# How do i check if video card is working properly?



## milehile (Feb 17, 2006)

I have a evga G-Force 6600gt. I've been having problems with random blue screen restarts and some think that the video card is at fault. I want to know how I can check to see if this is the case.

As for the blue screen restarts; I kept the box unchecked so it wouldn't automatically restart on me so I can look at the blue screen and see what it says, but it still automatically restarts on me. Someone suggested looking at the "Event Log", but I don't know where to look for something like that.

Please help.


----------



## ebackhus (Apr 21, 2005)

Hmm...

With XP the usual cause of a BSOD is bad drivers. What version of the Forceware drivers are you using right now?


----------



## milehile (Feb 17, 2006)

Here's the info you want.


----------



## ebackhus (Apr 21, 2005)

Actually I need an image of the information as given by the driver.

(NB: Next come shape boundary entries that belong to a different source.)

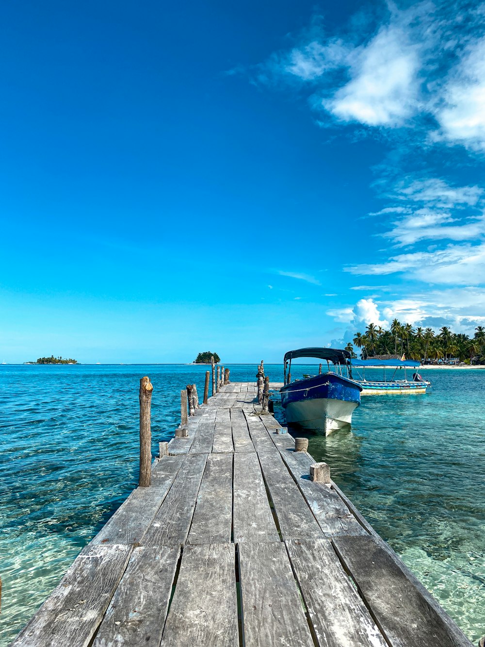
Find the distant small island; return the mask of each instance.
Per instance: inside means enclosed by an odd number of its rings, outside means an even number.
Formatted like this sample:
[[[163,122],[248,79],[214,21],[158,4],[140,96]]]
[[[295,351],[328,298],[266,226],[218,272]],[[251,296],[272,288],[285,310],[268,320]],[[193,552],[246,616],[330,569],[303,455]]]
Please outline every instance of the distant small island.
[[[59,356],[59,357],[54,357],[54,355],[51,355],[50,357],[39,357],[37,362],[26,362],[25,364],[77,364],[77,360],[73,360],[70,357],[69,359],[65,359]]]
[[[221,361],[221,358],[217,353],[212,353],[211,351],[206,351],[205,353],[199,353],[195,358],[194,364],[210,364],[212,356],[214,358],[214,363],[219,364]]]

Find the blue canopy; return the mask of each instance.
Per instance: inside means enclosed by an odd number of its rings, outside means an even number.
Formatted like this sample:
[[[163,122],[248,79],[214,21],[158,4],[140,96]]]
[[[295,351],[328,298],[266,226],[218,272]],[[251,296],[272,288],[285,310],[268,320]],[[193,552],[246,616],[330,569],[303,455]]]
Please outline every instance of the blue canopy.
[[[420,366],[420,362],[414,360],[350,360],[350,366],[354,368],[366,368],[367,367],[378,367],[379,368],[396,368],[404,366],[406,368],[417,368]]]

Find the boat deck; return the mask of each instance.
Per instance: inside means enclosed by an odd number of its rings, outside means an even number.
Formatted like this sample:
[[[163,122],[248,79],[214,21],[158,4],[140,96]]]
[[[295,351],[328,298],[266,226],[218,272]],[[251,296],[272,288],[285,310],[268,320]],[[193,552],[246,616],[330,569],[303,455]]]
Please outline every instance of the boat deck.
[[[188,429],[12,645],[471,645],[339,489],[310,479],[253,384],[221,387]]]

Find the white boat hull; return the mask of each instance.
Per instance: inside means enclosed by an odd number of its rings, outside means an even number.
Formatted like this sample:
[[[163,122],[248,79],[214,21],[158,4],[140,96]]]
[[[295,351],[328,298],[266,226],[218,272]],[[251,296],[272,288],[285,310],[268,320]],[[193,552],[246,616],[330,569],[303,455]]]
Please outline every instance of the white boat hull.
[[[285,409],[286,422],[307,429],[325,430],[329,435],[336,429],[349,426],[358,402],[319,398],[288,402]]]

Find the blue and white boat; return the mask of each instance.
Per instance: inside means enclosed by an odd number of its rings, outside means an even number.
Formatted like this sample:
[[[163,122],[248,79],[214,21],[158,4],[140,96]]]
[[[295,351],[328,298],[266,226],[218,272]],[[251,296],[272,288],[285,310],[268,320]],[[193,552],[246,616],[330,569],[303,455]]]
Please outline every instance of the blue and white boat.
[[[292,382],[292,360],[298,357],[324,360],[328,371]],[[352,379],[350,358],[347,351],[334,348],[300,348],[286,353],[285,386],[280,393],[288,423],[325,431],[326,435],[350,424],[354,410],[360,404],[362,387]]]
[[[421,366],[420,362],[413,360],[371,358],[367,360],[352,359],[350,364],[358,375],[359,378],[356,378],[356,381],[362,387],[361,395],[426,393],[426,389],[431,386],[431,382],[423,379],[418,372]],[[382,380],[366,379],[366,368],[382,369]],[[413,373],[411,378],[408,377],[408,369]]]

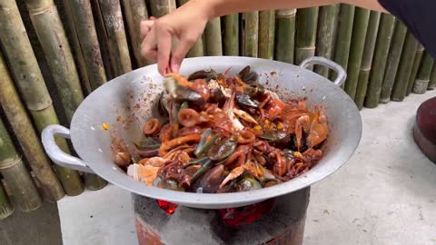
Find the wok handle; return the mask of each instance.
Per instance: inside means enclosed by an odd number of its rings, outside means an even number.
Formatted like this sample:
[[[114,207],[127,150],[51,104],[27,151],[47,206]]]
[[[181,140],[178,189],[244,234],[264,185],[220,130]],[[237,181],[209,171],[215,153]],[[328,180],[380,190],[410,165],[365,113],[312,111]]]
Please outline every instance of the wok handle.
[[[45,127],[43,130],[41,140],[48,157],[50,157],[54,163],[63,167],[94,173],[93,170],[91,170],[84,161],[64,152],[64,151],[59,148],[54,141],[54,136],[56,135],[65,139],[71,139],[70,130],[64,126],[54,124]]]
[[[338,74],[338,77],[336,78],[336,80],[334,80],[333,83],[336,84],[338,87],[342,86],[345,82],[345,79],[347,79],[347,72],[345,71],[345,69],[342,68],[342,66],[324,57],[309,57],[300,64],[300,67],[306,68],[313,64],[321,64],[323,66],[327,66],[336,72]]]

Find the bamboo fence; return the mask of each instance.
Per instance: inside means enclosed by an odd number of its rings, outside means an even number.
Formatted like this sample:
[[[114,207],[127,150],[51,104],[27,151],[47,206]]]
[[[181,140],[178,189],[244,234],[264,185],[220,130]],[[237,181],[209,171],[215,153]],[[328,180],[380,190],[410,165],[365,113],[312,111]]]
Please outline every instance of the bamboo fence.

Note: I don't like the new nVidia control panel so I reverted to the older version. Overall they look the same. As you can see in my screen capture I am using *Forceware 91.47* on my system.


----------



## milehile (Feb 17, 2006)

Oh. I'm sorry. Here you go.


----------



## ebackhus (Apr 21, 2005)

Looks fire there. Can you tell me a bit more about your PC, espcially the power supply? Things like brand, wattage, and amps. All of that is on the sticker on the PSU's side.


----------



## milehile (Feb 17, 2006)

I don't think it's the power supply (by the way, I have a 400w right now which works fine for just normal browsing and anything less power hungry than a game). I put in a 500w I got from newegg.com but returned cause the problem was still there. I did memtest86 for a good 4 hours and it didn't come up with any errors at all. I am currently waiting for my return and a paycheck in order to purchase a 550w Antec Trio. But, that won't be for another week, maybe. Your thoughts on why the 500w still didn't work out. The supply was an Apevia Concord.


----------